Given my role assessing cybersecurity risks at HP, it might not surprise you if I list the biggest security challenges of the past year: the massive and sudden transition to remote work made workflows more complex, and also made companies vulnerable in wholly new ways. That’s against the backdrop of a 600% increase in cyberattacks on cloud infrastructure and a 6,000% increase in phishing attempts.
What might surprise you, however, is a part of my job that will continue to be challenging long after the pandemic has passed — bringing in talent to stay ahead of these threats. Allow me to bust a popular myth: that cybersecurity professionals must be technical wunderkinds, hoodie-clad prodigies who can crack a password in six seconds with time to spare for an energy drink. Far from it.

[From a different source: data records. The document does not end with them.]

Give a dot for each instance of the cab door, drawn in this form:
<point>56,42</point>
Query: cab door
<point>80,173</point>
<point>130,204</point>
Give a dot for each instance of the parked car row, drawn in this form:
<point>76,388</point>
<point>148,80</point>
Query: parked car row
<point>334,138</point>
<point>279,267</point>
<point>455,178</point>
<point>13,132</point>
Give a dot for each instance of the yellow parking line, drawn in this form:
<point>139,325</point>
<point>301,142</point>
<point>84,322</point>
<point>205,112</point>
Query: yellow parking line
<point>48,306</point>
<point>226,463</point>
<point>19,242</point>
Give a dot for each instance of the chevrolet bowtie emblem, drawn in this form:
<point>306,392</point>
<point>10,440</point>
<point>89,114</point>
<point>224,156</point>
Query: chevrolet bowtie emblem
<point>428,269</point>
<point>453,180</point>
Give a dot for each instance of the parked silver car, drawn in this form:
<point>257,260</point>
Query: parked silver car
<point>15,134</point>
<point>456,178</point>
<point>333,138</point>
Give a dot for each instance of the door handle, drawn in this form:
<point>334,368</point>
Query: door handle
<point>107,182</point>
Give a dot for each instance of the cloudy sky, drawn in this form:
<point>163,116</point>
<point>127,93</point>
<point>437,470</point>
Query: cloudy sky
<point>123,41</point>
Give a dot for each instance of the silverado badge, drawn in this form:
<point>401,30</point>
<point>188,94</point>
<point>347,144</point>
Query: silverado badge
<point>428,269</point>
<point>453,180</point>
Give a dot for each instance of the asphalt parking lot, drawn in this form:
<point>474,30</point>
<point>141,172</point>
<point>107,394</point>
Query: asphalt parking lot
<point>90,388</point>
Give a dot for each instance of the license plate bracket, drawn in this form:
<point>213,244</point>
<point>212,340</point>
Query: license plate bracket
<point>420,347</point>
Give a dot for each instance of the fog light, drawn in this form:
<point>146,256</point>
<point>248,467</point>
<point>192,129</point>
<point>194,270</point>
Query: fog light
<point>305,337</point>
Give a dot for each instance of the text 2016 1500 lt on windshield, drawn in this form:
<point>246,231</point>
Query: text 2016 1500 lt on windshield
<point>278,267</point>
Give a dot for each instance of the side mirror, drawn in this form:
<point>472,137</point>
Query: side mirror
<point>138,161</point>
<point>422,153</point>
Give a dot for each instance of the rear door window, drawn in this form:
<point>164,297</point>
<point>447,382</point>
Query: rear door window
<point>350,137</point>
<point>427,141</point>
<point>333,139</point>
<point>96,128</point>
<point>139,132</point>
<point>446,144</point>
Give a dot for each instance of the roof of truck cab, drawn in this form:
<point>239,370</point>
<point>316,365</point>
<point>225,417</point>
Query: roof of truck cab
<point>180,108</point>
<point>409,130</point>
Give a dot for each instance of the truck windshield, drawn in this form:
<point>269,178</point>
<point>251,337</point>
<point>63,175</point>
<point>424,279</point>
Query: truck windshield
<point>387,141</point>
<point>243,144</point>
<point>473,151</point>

While highly technical roles are key, on average they make up less than a third of a healthy cybersecurity organization. Just look at my own career trajectory: I come from a technical background, but as a software engineer, not a security researcher. I have expertise in divergent areas such as product strategy, security evangelism, business development, and engineering management. And I use these skills every day as a leader at HP.
With an estimated 3.5 million cybersecurity jobs globally that are likely to go unfilled in 2021, there’s much more room under the “big tent” of this industry than people think. To be successful in the future, we need to invite people who have expertise not just in technical roles, but also in risk management, business analysis, sales, deal support, and even marketing and communications.